Other regulatory plans for 2020 include the drafting of an International Association of Insurance Supervisors applications paper to guide regulators on how to account for climate in the future, Kreidler said. That paper is expected to be completed at the IAIS meeting in Chile this fall, he said. To learn more about what insurers are already doing and reporting on their approach to climate change, regulators are encouraging two separate initiatives to analyze the information that insurers already have provided in the annual NAIC survey over the past 10 years, Kreidler said. The American Academy of Actuaries and NAIC's Center for Insurance Policy and Research are conducting these initiatives, he said.

Among state regulators, California's Department of Insurance has taken the lead in addressing sustainability. Last year, it appointed Mike Peterson deputy commissioner for climate and sustainability—the first position of its kind in the nation.

He dove into the issue, working with Insurance Commissioner Ricardo Lara and the United Nations Environment Program in a yearlong effort to develop a Sustainable Insurance Roadmap to confront California's climate risks. According to the department, it is the first time the United Nations partnered with an American state to create a sustainable insurance strategy and action plan to tackle climate change.

The plan, it said, could inspire new insurance products to promote cooler streets and renewable energy. Innovations such as insurance covering coral reefs protecting bay side villages in Mexico and mangrove trees sheltering the coastline in Southeast Asia could be brought here and adapted for California's wildfire-prone areas or New Jersey's exposed shoreline communities, Peterson said.

Peterson said among the most powerful messages he has heard so far is how insurance companies can become responsible investors, as the institutional investment houses and street protesters demand. A second awakening was how insurance department officials came to see how insurance companies can underwrite insurance policies to cover construction materials and building plans that support resiliency and sustainability, Peterson said.

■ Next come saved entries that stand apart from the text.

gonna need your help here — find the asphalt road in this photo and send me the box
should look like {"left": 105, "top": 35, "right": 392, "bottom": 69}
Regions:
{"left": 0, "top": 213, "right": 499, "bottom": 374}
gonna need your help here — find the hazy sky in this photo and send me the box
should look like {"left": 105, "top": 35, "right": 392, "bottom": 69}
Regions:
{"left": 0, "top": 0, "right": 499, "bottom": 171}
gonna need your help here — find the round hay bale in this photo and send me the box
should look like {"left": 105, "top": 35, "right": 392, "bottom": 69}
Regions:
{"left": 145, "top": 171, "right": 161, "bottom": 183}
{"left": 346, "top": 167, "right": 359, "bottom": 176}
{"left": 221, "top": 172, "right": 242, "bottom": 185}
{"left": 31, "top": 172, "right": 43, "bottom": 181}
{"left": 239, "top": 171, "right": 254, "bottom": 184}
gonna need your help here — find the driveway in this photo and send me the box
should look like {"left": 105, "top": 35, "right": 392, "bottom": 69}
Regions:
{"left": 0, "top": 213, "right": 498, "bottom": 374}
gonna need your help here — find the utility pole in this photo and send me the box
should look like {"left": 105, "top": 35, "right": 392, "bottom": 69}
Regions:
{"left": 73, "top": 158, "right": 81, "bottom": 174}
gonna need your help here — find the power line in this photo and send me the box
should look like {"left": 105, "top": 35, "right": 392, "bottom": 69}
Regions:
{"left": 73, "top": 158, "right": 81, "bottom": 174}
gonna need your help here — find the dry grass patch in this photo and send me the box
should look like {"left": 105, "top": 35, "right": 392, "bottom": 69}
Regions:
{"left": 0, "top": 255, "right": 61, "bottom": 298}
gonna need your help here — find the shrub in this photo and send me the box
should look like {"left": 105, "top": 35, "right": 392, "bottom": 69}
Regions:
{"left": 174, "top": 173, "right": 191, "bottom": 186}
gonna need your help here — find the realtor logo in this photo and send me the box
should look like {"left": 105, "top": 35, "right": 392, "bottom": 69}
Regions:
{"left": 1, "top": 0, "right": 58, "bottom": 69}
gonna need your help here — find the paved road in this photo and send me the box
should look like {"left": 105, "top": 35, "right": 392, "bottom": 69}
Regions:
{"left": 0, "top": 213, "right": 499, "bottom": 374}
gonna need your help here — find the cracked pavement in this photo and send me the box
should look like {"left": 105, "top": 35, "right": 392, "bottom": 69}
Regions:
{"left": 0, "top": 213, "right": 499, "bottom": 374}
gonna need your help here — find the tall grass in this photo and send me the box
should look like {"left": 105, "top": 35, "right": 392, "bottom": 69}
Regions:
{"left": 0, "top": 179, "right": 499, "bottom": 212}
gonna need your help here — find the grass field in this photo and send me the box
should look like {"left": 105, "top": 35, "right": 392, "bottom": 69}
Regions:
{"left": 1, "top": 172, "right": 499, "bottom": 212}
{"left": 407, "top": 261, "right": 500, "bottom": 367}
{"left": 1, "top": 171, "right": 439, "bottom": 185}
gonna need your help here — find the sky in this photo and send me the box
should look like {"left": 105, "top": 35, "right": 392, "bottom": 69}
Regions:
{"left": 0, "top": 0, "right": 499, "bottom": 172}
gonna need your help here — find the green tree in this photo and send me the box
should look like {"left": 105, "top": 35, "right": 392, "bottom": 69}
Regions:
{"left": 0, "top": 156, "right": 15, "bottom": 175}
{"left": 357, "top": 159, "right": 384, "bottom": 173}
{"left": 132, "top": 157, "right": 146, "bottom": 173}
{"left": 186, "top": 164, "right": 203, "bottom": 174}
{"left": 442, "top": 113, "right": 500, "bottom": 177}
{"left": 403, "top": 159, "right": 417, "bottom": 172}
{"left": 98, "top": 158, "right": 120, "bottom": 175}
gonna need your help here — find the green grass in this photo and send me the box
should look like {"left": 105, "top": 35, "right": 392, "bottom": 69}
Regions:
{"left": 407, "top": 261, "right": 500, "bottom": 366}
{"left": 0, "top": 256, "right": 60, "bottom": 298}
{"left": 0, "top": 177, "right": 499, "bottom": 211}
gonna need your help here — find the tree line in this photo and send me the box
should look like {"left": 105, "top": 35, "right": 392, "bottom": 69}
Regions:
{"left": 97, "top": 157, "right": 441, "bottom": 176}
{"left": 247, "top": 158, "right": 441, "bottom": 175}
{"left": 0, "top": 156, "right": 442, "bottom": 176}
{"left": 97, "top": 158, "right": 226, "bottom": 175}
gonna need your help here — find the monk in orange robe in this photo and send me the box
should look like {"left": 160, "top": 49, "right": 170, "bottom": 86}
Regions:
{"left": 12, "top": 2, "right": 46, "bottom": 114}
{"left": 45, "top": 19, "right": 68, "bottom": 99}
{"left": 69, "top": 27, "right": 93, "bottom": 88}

Again, such a concept is “not new,” he said, but it's “rare” among California insurers. Expect the roadmap to be released in late summer or early fall, Peterson said. Across the spectrum, insurers and regulators see the issue as a mandate, and not a political talking point. “Even in places in the U.S. where there is a disinterest in talking about climate change,” Kreidler said, “regulators and elected officials are doing much more to seek to mitigate the effects of climate change.”